I finally got my grubby paws on a copy of Vertigo. In Hitchcock's tightest and most precise film (perhaps second only to Psycho) James Stewart is a prematurely retired cop pulled back out of exile by a comatose Kim Novak. There's much to be said of this this heady, hypnotic, and yes, vertiginous, thriller that failed spectacularly as an intellectual and commercial exercise back in 58, and prompted the leaner rhythms of the Bates Motel. Don't miss it. I already took too long.

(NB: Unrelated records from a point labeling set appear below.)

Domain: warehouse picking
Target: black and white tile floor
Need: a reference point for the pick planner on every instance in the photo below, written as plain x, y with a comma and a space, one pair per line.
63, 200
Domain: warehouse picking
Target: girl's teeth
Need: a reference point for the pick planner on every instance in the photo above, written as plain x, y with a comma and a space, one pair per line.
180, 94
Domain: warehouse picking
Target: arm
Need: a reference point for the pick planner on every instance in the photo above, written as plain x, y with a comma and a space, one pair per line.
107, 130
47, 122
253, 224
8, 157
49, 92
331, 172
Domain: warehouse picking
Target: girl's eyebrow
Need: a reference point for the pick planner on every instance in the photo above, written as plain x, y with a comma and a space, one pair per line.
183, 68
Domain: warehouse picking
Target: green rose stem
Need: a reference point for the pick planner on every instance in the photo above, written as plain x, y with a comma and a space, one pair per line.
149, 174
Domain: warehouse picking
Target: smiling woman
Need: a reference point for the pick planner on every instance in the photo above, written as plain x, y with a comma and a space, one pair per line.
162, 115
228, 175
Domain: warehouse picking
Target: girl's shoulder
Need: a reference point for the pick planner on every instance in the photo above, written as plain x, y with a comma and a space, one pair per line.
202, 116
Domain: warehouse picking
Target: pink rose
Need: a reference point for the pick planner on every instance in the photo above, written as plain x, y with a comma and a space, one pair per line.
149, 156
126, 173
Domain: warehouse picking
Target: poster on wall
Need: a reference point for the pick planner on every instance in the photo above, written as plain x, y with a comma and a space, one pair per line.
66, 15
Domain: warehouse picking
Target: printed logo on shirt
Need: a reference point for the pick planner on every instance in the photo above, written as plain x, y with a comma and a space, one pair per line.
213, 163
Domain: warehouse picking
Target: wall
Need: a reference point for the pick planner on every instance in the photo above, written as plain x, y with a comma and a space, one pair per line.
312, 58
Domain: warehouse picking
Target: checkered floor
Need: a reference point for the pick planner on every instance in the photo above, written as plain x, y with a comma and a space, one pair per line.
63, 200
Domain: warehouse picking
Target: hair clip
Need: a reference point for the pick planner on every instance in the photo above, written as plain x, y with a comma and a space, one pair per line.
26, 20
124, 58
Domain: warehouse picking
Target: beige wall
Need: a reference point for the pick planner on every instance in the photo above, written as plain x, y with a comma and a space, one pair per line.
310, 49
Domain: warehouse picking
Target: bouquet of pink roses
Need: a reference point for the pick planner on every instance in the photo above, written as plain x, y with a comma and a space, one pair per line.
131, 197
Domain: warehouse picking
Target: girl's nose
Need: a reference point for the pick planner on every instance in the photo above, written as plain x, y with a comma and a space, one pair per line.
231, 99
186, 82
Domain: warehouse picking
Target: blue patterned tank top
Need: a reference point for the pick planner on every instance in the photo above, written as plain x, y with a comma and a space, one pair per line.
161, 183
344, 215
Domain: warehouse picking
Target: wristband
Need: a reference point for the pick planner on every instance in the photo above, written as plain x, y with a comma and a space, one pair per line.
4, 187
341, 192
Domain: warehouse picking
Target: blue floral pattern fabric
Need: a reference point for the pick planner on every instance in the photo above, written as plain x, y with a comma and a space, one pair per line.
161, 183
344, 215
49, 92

On the same day, I watched Rob Zombie's Halloween, which is an undistinguished and affectionless massacre of John Carpenter's classic. I usually like anything. Give me a slasher film and I'll love it to death, but Zombie's boring and bloody retread, unredeemed by vision or conviction, is a braindead Dead Teenager Movie. I suggest you skip.

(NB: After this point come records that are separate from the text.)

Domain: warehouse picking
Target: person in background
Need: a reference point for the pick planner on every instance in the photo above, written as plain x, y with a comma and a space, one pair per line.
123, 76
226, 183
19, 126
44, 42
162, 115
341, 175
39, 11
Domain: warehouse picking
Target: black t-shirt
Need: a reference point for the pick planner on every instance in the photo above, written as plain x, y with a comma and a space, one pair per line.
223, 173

MovieWatch: Don't Dance So Close To Me

Madhuri Dixit returns in a tailor-made relaunch vehicle that kind of just hums along at its own mild pitch.


Let's observe that Aaja Nach Le is written by Jaideep Sahni. Like his previous outing Chak De, this is a formula film elevated by intelligence and talent. A keen eye for casting means there's fun to be had in the smaller parts, and Sahni shows continuing skill with handling ensembles. But where Chak De worked around Khan's easy and obvious star-power, Nach Le makes an idol of Dixit. It's still a joy to watch here and there, but comeback fever mires the crucial final act. What should have been the year's most predictable pleasure becomes a disproportionate and clumsy cult procession, and able supporters (Konkona Sen especially) are shuffled back into the second row.

We're glad she's bringing back back, and dancing the bejesus out of it, but maybe sometimes the trick is to let someone else dance with you.